Wir betraten ein recht geräumiges Zimmer. Hell und namentlich luftig genug, denn die Fensterscheiben waren nicht eingesetzt und die Rahmen noch nicht einmal gestrichen. Dagegen waren die feucht aussehenden Wände mit einer grauen Papiertapete bekleidet. Es schien mir auch, als ob es trotz der Luftigkeit moderig röche.

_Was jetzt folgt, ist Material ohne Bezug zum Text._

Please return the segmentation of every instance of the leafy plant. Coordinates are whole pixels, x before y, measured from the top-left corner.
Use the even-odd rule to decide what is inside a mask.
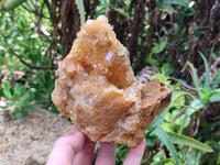
[[[7,103],[2,108],[13,108],[11,116],[12,119],[22,119],[24,118],[26,111],[34,112],[37,110],[35,107],[30,106],[31,101],[33,101],[35,98],[35,89],[28,89],[18,82],[14,85],[14,87],[12,87],[9,81],[4,81],[3,85],[4,87],[2,89],[1,97],[7,99]]]
[[[179,133],[183,131],[185,123],[187,119],[197,110],[204,108],[206,105],[211,103],[211,102],[218,102],[220,101],[220,88],[217,88],[217,84],[219,84],[220,80],[220,74],[219,70],[216,74],[213,81],[212,81],[212,88],[210,88],[210,77],[209,77],[209,66],[206,57],[204,56],[202,53],[200,53],[200,56],[204,59],[205,63],[205,82],[199,80],[196,68],[190,62],[187,62],[185,66],[189,66],[193,73],[193,79],[198,92],[198,98],[193,100],[189,107],[186,110],[185,119],[183,122],[183,125],[179,129]]]

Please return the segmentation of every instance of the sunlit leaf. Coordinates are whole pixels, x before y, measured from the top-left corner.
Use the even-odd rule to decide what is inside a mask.
[[[166,47],[167,42],[166,41],[162,41],[161,43],[156,44],[153,48],[152,48],[152,53],[158,54],[162,51],[164,51],[164,48]]]
[[[176,150],[174,147],[174,145],[172,144],[172,141],[168,139],[168,135],[166,134],[166,132],[162,129],[162,127],[156,127],[152,134],[156,134],[158,136],[158,139],[161,139],[161,141],[166,145],[166,147],[168,148],[168,151],[170,152],[170,154],[174,157],[174,161],[176,163],[176,165],[178,165],[178,158],[176,155]]]
[[[199,52],[200,56],[202,57],[204,59],[204,64],[205,64],[205,89],[207,91],[209,91],[209,64],[206,59],[206,57],[204,56],[204,54],[201,52]]]
[[[169,140],[173,143],[176,144],[183,144],[183,145],[187,145],[187,146],[191,146],[205,152],[212,152],[212,148],[195,139],[191,139],[189,136],[183,135],[183,134],[177,134],[174,132],[167,132]]]

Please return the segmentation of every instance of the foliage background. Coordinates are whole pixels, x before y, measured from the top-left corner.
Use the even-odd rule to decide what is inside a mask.
[[[154,77],[174,91],[170,106],[146,130],[143,164],[220,164],[219,0],[29,0],[13,10],[7,2],[0,11],[0,95],[3,108],[14,106],[11,118],[36,111],[31,101],[58,113],[51,101],[57,63],[68,54],[81,16],[106,14],[130,51],[134,73],[154,66],[161,72]],[[213,152],[176,145],[169,132]],[[127,153],[119,145],[116,164]]]

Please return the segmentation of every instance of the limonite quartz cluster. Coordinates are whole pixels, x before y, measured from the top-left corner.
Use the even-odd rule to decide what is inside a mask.
[[[92,141],[136,146],[170,90],[158,79],[139,82],[128,50],[103,15],[88,20],[56,72],[54,103]]]

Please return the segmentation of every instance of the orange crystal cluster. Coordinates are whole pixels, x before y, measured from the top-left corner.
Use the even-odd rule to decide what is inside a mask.
[[[54,103],[92,141],[136,146],[170,90],[157,79],[141,85],[128,50],[103,15],[88,20],[56,72]]]

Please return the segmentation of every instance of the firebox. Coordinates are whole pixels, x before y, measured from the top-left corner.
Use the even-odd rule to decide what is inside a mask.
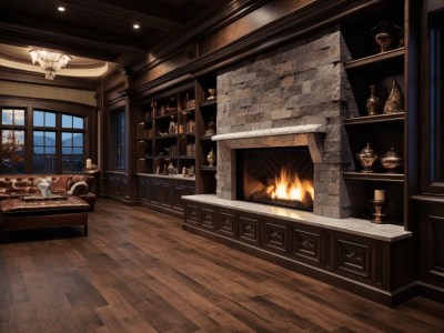
[[[238,200],[313,211],[307,147],[238,149],[235,161]]]

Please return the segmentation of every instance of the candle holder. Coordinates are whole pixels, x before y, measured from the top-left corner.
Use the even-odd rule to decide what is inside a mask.
[[[370,222],[375,224],[384,224],[382,220],[387,213],[387,204],[383,200],[369,200],[367,206],[374,216]]]

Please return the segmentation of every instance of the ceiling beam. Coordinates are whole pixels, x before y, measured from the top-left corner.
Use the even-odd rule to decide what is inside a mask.
[[[20,18],[14,17],[9,20],[7,16],[3,16],[0,21],[0,40],[12,44],[19,44],[18,41],[20,40],[21,46],[44,46],[70,51],[73,56],[90,57],[85,54],[98,54],[93,58],[107,61],[115,61],[115,58],[121,53],[147,53],[147,50],[137,43],[131,44],[124,39],[110,38],[103,33],[60,24],[46,24],[24,18],[20,20]]]
[[[141,9],[129,8],[129,3],[124,1],[122,1],[122,6],[114,6],[98,0],[63,0],[63,3],[68,3],[70,7],[108,16],[113,20],[123,19],[130,22],[138,22],[170,33],[183,32],[185,24],[179,23],[178,19],[171,16],[165,18],[169,12],[173,12],[173,9],[170,10],[168,7],[150,9],[149,2],[147,1],[147,7],[142,11]]]

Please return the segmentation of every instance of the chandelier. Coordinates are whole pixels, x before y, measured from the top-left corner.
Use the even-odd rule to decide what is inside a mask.
[[[46,50],[31,50],[29,51],[31,56],[32,63],[38,62],[43,69],[48,80],[53,80],[56,78],[56,72],[61,68],[65,67],[67,63],[72,59],[67,54],[49,52]]]

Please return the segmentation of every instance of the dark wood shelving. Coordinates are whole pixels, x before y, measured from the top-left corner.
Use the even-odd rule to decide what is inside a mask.
[[[168,114],[157,115],[157,117],[154,118],[154,120],[171,118],[171,117],[174,117],[174,115],[178,115],[178,112],[170,112],[170,113],[168,113]]]
[[[205,107],[210,107],[210,105],[214,105],[214,104],[218,104],[218,99],[204,101],[204,102],[200,103],[199,107],[205,108]]]
[[[390,121],[404,121],[404,112],[346,118],[344,119],[344,124],[346,125],[373,124],[377,122],[390,122]]]
[[[364,172],[347,171],[347,172],[344,172],[344,179],[403,183],[404,174],[403,173],[377,173],[377,172],[364,173]]]
[[[178,157],[173,155],[162,155],[162,157],[155,157],[154,160],[176,160]]]
[[[195,108],[179,110],[180,113],[189,113],[189,112],[194,112],[194,111],[195,111]]]
[[[386,51],[386,52],[383,52],[383,53],[377,53],[377,54],[373,54],[373,56],[370,56],[370,57],[365,57],[365,58],[347,61],[347,62],[344,63],[344,67],[345,67],[346,70],[352,70],[352,69],[355,69],[355,68],[365,67],[365,65],[373,64],[373,63],[381,62],[381,61],[385,61],[385,60],[389,60],[389,59],[395,59],[395,58],[404,57],[404,53],[405,53],[404,48],[398,48],[398,49]]]
[[[178,138],[178,134],[167,134],[167,135],[155,135],[154,139],[171,139],[171,138]]]
[[[213,135],[202,135],[199,138],[199,140],[203,140],[203,141],[211,140],[211,138],[213,138],[213,137],[214,137],[214,134]]]
[[[216,167],[200,165],[199,169],[202,170],[202,171],[214,171],[215,172],[218,168]]]

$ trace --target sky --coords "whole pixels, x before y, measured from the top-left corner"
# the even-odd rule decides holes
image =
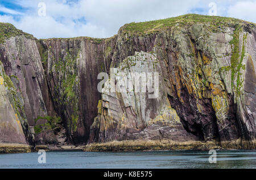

Ehe ich indessen eine Bemerkung darüber machen konnte, begann sie, die Vorzüge des Zimmers zu rühmen und zu erzählen, wie zufrieden die früheren Mieter gewesen seien – obwohl jeder sehen konnte, daß das Haus noch nie bewohnt gewesen war. Ich fragte nach dem Preise; er war ungefähr zehn Mark höher, als ich gehen wollte. Sie schwor darauf, daß es ein Spottpreis sei, nicht teurer als anderswo, obwohl alles hier oben viel besser sei: Es gebe hier weder Nebel wie unten an der Elbe, noch sei es so schwül wie im Tale; man genieße die reinste Schweizer Luft und habe eine Aussicht wie an keiner anderen Stelle; und dann seien auch die herrlichen, schattigen Promenaden da, die zum Hause gehörten und in denen die Mieter umherspazieren könnten, wenn sie nicht weiter gehen wollten. Auf diese »Promenaden« kam sie fortwährend zurück, indem sie, um ihre großartige Ausdehnung anzudeuten, mit ihren schmutzigen Händen in der Luft herumfuchtelte und beständig die Worte »da’rim und dort’nim« wiederholte.